Ho pensato a una provocazione. Mi sono immaginato un ufficio marketing desideroso di rompere l’accerchiamento che, a livello internazionale, stanno subendo le piattaforme digitali, proprio mentre cresce la richiesta di liberare bambini, bambine, ragazzi e ragazze da una dominanza che le ricerche scientifiche continuano implacabilmente a indicare come dannosa per lo sviluppo.
Ma alla fine ho dovuto accettare che si trattava di una pubblicità vera e propria, sulla quale è intervenuta, giustamente, anche la Garante italiana per l’infanzia, la dottoressa Marina Terragni. Una pubblicità che lascia sgomenti.
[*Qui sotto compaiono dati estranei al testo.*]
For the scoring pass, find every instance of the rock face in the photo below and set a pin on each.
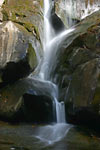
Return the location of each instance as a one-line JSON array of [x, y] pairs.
[[28, 13], [79, 73], [18, 57], [76, 10], [26, 100]]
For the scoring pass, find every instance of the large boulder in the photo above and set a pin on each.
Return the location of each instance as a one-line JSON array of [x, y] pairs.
[[78, 73], [71, 12], [27, 13], [26, 100], [18, 57]]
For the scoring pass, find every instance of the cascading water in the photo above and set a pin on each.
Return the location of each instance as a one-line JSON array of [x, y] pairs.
[[49, 46], [51, 43]]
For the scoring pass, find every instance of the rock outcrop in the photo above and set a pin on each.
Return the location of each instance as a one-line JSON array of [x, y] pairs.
[[26, 100], [79, 73], [18, 57]]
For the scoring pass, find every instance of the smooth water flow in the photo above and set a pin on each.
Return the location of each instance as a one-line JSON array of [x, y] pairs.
[[51, 44], [50, 49]]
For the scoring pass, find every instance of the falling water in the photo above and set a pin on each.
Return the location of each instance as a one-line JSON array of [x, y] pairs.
[[50, 48], [51, 43]]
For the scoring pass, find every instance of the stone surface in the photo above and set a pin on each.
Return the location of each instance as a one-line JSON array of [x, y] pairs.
[[76, 10], [18, 57], [79, 72], [26, 100], [23, 137], [27, 13]]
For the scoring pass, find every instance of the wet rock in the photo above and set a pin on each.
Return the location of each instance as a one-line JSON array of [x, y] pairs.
[[26, 100], [27, 13], [78, 74], [75, 10], [18, 57], [37, 108]]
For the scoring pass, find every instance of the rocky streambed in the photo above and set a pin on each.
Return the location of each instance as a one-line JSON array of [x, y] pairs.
[[23, 137]]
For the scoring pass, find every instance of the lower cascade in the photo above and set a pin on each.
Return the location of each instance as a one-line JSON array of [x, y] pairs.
[[51, 43], [55, 132]]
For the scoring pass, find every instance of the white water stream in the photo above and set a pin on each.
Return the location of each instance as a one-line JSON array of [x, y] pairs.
[[52, 133]]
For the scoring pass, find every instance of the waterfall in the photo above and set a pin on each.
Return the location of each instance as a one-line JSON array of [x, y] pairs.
[[51, 44], [50, 49]]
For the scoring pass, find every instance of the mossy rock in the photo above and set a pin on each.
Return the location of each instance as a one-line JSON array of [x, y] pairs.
[[19, 57]]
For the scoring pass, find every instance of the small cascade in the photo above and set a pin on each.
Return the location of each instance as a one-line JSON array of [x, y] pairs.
[[51, 44]]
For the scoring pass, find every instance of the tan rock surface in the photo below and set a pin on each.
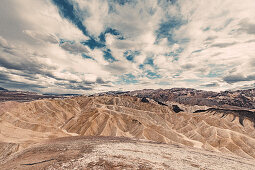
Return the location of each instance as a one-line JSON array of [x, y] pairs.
[[120, 153]]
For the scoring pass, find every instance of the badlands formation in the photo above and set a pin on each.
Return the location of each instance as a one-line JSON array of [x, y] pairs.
[[144, 134]]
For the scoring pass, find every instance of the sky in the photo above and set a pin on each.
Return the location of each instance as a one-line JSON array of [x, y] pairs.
[[91, 46]]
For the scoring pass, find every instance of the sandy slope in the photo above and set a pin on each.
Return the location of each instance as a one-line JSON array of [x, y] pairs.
[[120, 153], [29, 123]]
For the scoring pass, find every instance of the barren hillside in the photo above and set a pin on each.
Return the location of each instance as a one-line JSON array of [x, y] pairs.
[[23, 124]]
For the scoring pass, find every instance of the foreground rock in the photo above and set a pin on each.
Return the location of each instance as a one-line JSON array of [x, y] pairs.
[[25, 124], [119, 153]]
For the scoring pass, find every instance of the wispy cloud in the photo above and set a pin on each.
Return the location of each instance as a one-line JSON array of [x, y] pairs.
[[77, 46]]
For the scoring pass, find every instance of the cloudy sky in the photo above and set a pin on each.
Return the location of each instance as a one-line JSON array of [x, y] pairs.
[[88, 46]]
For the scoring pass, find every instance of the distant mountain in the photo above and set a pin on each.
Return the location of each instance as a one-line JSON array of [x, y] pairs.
[[226, 99]]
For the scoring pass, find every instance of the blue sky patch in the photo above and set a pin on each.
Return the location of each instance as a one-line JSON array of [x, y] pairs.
[[130, 55], [108, 56], [127, 79]]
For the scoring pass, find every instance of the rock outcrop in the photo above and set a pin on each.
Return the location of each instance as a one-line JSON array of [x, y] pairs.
[[125, 116]]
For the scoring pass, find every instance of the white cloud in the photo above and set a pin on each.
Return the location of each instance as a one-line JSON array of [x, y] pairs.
[[215, 39]]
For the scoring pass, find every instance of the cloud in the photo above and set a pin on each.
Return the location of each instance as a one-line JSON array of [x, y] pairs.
[[239, 77], [73, 47], [214, 84], [223, 45]]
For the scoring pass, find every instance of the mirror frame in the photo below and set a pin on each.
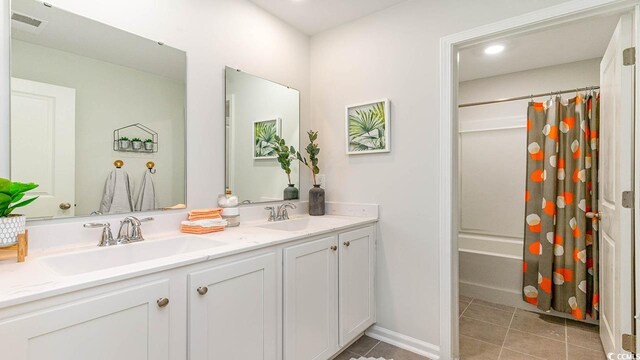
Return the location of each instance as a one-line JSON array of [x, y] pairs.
[[5, 96], [226, 141]]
Dove vogliono arrivare? Con quale spavalderia si permettono di usare commercialmente bambini piccolissimi, tanto più per promuovere l'utilizzo degli smartphone?
L’opinione pubblica, e anche diversi governi, ormai si stanno schierando a favore di politiche di limitazione, per evitare di vedere le nuove generazioni risucchiate in un mondo virtuale che non solo rischia di far perdere il senso della realtà, ma le allontana dalle fasi evolutive fondamentali della crescita. Strumenti che spediscono i bambini in un mondo al quale i genitori fanno fatica ad accedere e che, comunque, è lontanissimo dai loro bisogni reali e profondi.
Da dove viene questa arroganza?
Forse da una sorta di senso di impunità rispetto a ciò che la scienza continua a restituirci.
Sento molto pericolo in questo cartellone, non solo per i bambini e le bambine, ma per tutti noi.
È l’ora della ribellione. Di ribellarsi veramente.
Tutti e tutte insieme, prima che sia troppo tardi.